Now, I fail to understand the reason behind former President Donald Trump and the Republican Presidential candidate’s surprise that a dogged opponent is simply employing a political strategy to win the sympathy of the Black community, who, to a large extent, may determine the outcome of the US election. This is similar to how Trump capitalises on white supremacy and “America First” idiosyncrasies. Thus, it’s surprising that anyone is shocked when someone magically signs up to be a Black woman overnight as if we do not live in a world where our mere utterance and public declaration of being something automatically makes us that thing. I mean, take gender, for example.
I was born a boy, but I felt and wanted to be a girl, so I showed up and simply made a formal declaration. Isn’t gender, after all, a social construct? Perhaps Vice President Harris thought it was enough to be Black by merely making an official declaration of being Black, even though she’d always flaunted her Indian and Jamaican heritage with pride. And I don’t blame her. If Kamala Harris one day wakes up and says, “I am a Black woman and belong in the Black community,” so be it. She could just as easily choose to argue that she’s a white woman by simply being married to a white man or by saying she’s white. It’s easy to be a chameleon these days, changing into the colour that best fits our situation to achieve our desires.
With reference to Mrs Harris, who suddenly feels and declares herself a Black woman, and in relation to Simone de Beauvoir’s notion in her famous feminist book The Second Sex that “One is not born but becomes a woman,” perhaps it’s time to put the issue of race behind us. Let’s consider race, like gender, a social construct and integrate everyone irrespective of colour, as long as they feel and make the formal proclamation: “Although I was born Black, I feel I am white, and therefore, I am what I think I am.” Just like transgender people, who are increasingly being accepted into their desired gender community, we should similarly accept individuals who self-identify with a particular race. After all, we’re all one.

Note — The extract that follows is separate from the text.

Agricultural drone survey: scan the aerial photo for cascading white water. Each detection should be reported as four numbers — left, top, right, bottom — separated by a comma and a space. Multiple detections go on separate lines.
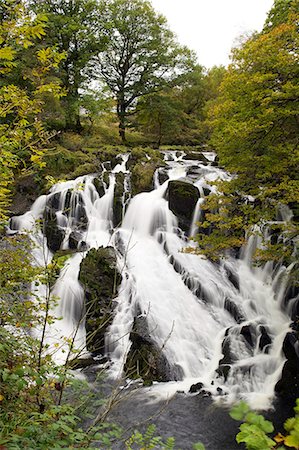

To that effect, if race is perceived as a social construct, then one is not born black but becomes black, and one is not born white but becomes white.

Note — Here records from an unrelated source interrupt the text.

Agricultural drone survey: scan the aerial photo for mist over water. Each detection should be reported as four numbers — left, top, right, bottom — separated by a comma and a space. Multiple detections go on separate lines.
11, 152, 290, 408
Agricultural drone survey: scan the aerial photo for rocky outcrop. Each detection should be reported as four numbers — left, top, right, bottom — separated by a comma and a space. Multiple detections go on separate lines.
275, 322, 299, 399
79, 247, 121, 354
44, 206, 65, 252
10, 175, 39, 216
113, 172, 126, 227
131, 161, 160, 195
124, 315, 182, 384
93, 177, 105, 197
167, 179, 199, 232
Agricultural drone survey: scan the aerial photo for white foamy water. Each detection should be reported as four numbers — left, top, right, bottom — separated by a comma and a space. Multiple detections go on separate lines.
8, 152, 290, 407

Let us remember that for several decades, Black people have struggled for full acceptance into the world of white people. Some have straightened their hair with hot irons and a range of relaxers, worn contact lenses to have the “bluest eyes” to be accepted “under Western eyes”, and gone as far as bleaching their skin. However, this has not made them white nor granted them full acceptance into the white community because, despite all these efforts to change into somebody else, they are simply not that person.

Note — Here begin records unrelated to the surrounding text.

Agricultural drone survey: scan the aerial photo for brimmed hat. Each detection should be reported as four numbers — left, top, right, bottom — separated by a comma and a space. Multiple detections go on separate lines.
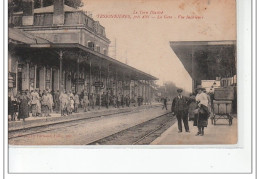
195, 85, 205, 91
177, 88, 183, 93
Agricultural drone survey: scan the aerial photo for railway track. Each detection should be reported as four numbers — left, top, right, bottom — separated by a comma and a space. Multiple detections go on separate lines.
8, 107, 162, 139
86, 113, 176, 145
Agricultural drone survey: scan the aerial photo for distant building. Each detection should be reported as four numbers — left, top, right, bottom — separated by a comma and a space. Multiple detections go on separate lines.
170, 41, 237, 90
8, 0, 157, 103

Just because I say I am a doctor and put on a doctor’s uniform, parading myself as one, does not make me a doctor when I am a writer. The pen and scalpel are not interchangeable just because I say they are. And if, as a writer, I insist on performing the duties of a doctor, we’ll sure be heading for disaster.
Therefore, if one is not born but becomes a woman, how about we stop seeing colour? How about we think of race as a social construct, too, and integrate everyone into one big, happy, peaceful family? Why is race still an issue? If some people recognise gender as a social construct, why haven’t the same group of people wholly recognised race as a social construct?
Perhaps it’s because cross-dressing doesn’t change certain realities.
Sa’adatu Aliyu is a writer from Zaria. She is pursuing an M.A. in Literature at Ahmadu Bello University and lecturing at the university’s Distance Learning Centre. Her writing interests include prose fiction and international politics.